Before Joe, age 18, went on his Skills for Life Award, he was still struggling from his experience of a very toxic, previous relationship. It had affected him emotionally, so much so that he had been experiencing suicidal thoughts and anxiety about establishing relationships with other people since.
“That relationship, really knocked my confidence to the point where I was suicidal and I was struggling with loads of mental health issues. I was giving this person £1,000s of pounds of my own money because I cared so much about him, then he just left. This year I’ve been struggling a lot with the social aspect, I was worrying that people wouldn’t stay in contact after the course, I’ve had really negative experiences of that and it really knocks my confidence.”
The physical and mental challenges on the course pushed him and others to their limits. This allowed him to see others for who they really were - there was no façade, no pretending.

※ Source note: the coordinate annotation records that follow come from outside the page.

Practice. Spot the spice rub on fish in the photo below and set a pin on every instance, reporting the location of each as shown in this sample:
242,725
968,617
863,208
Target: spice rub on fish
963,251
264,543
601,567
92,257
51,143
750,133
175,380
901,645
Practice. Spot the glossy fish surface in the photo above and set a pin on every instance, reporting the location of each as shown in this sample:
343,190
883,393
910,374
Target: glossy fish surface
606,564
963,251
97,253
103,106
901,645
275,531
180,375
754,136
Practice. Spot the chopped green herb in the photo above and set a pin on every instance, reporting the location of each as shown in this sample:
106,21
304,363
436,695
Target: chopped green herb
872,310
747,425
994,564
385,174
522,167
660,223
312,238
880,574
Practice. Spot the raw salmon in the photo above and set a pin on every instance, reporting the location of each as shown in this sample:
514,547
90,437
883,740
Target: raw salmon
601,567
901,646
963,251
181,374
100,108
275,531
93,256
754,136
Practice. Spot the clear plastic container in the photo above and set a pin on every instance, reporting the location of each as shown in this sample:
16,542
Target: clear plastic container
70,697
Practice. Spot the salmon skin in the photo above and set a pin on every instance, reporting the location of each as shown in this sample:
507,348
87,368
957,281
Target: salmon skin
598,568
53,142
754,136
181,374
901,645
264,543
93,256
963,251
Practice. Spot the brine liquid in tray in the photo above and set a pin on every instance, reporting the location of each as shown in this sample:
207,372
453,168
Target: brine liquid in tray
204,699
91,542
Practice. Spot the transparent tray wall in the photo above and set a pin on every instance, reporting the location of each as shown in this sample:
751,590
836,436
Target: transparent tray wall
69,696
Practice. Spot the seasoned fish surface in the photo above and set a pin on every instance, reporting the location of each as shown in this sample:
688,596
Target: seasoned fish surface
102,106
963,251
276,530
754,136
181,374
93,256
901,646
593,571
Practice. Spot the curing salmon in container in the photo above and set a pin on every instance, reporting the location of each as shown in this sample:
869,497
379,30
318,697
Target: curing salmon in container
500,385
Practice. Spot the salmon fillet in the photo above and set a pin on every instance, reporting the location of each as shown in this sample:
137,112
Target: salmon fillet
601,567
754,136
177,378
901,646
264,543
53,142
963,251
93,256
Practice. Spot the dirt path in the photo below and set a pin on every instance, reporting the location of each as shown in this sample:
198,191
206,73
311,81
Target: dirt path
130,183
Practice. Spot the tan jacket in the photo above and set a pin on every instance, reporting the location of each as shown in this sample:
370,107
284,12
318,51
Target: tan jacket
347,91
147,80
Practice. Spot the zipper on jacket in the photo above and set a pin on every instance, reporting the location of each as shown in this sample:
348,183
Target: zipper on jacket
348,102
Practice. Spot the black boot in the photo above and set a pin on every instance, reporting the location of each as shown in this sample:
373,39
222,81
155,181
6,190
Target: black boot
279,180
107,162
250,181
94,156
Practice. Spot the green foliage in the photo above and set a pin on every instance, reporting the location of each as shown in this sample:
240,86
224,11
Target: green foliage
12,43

“On the Skills for Life Award, you are pushed to the literal edge of any comfort zones and so you can’t afford to be fake. I’ve learnt that normally, everyone has a story, everyone has their own self-issues and everyone has a façade that they show. On the course, you are so physically exhausted and mentally exhausted and you’re only focused on yourself, it’s really difficult to be fake so you see people’s true colours. It’s a good and a bad thing, but I think it’s mostly good because you do get to understand people’s weaknesses.”
Being honest with and having to trust others helped him build connections with his teammates. Since the course, he has maintained these new friendships, which has been an extremely positive experience and a turning point for him.